In this article, we are going to show you how to use the Apache Hadoop FileUtil function along with DBUtils to parallelize a Spark copy operation.
You can use this example as a basis for other filesystem operations.
Note
The example copy operation may look familiar as we are using DBUtils and Hadoop FileUtil to emulate the functions of the Hadoop DistCp tool.
Import required libraries
Import the Hadoop functions and define your source and destination locations.
%scala
import org.apache.hadoop.fs._
val source = "<source dir>"
val dest = "<destination dir>"
dbutils.fs.mkdirs(dest)
Broadcast information from the driver to executors
%scala
val conf = new org.apache.spark.util.SerializableConfiguration(sc.hadoopConfiguration)

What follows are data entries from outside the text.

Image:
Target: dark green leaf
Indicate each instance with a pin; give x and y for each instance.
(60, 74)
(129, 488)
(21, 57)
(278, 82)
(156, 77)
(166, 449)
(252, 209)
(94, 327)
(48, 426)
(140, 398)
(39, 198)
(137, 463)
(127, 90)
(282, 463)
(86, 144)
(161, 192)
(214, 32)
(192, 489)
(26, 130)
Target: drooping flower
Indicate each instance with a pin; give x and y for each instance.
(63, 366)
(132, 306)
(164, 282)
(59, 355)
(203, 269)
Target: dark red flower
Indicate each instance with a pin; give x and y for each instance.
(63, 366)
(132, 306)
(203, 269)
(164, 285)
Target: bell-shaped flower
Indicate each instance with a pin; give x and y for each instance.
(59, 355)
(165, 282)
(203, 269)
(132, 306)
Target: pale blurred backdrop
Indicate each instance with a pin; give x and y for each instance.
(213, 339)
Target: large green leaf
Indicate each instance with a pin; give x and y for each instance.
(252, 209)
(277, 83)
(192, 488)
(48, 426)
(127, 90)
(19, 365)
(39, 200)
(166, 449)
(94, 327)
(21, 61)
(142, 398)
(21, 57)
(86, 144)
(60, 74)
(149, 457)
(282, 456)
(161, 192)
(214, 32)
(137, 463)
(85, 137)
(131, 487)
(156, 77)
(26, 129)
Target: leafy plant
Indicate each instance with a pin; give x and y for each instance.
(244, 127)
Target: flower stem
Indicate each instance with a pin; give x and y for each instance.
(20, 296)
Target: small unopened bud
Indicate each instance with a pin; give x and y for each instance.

val broadcastConf = sc.broadcast(conf)
val broadcastDest = sc.broadcast(dest)
Copy paths to a sequence
%scala
val filesToCopy = dbutils.fs.ls(source).map(_.path)

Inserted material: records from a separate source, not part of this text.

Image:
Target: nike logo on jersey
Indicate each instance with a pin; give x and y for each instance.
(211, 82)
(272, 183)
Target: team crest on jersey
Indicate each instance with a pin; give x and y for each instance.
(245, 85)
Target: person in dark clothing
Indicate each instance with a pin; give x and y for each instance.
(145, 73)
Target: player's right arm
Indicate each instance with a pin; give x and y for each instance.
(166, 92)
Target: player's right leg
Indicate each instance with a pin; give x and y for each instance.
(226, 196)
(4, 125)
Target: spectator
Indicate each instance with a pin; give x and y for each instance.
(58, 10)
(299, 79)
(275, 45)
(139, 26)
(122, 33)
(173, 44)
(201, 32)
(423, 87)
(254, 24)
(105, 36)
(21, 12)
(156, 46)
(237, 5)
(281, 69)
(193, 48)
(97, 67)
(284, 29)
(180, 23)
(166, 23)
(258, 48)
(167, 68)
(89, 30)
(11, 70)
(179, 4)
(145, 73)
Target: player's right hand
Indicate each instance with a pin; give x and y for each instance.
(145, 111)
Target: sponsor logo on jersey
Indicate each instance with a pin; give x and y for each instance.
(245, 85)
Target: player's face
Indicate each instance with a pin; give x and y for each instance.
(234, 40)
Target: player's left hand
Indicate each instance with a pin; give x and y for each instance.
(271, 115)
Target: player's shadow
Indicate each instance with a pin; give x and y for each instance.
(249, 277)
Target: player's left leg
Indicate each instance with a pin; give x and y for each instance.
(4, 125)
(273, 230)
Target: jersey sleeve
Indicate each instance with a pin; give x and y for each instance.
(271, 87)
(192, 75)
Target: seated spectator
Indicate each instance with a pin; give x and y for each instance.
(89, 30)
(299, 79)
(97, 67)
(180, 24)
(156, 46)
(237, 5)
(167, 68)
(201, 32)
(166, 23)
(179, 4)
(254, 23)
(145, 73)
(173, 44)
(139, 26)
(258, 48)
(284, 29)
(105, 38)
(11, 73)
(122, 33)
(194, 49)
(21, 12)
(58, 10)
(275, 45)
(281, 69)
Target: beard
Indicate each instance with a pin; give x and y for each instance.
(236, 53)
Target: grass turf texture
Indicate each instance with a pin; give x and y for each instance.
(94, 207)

Parallelize the sequence and divide the workload
Here we first get the Hadoop configuration and destination path. Then we create the path objects, before finally executing the FileUtil.copy command.
%scala
spark.sparkContext.parallelize(filesToCopy).foreachPartition { rows =>
rows.foreach { file =>
val conf = broadcastConf.value.value
val destPathBroadcasted = broadcastDest.value
val fromPath = new Path(file)
val toPath = new Path(destPathBroadcasted)
val fromFs = fromPath.getFileSystem(conf)
val toFs = toPath.getFileSystem(conf)
FileUtil.copy(fromFs, fromPath, toFs, toPath, false, conf)
}
}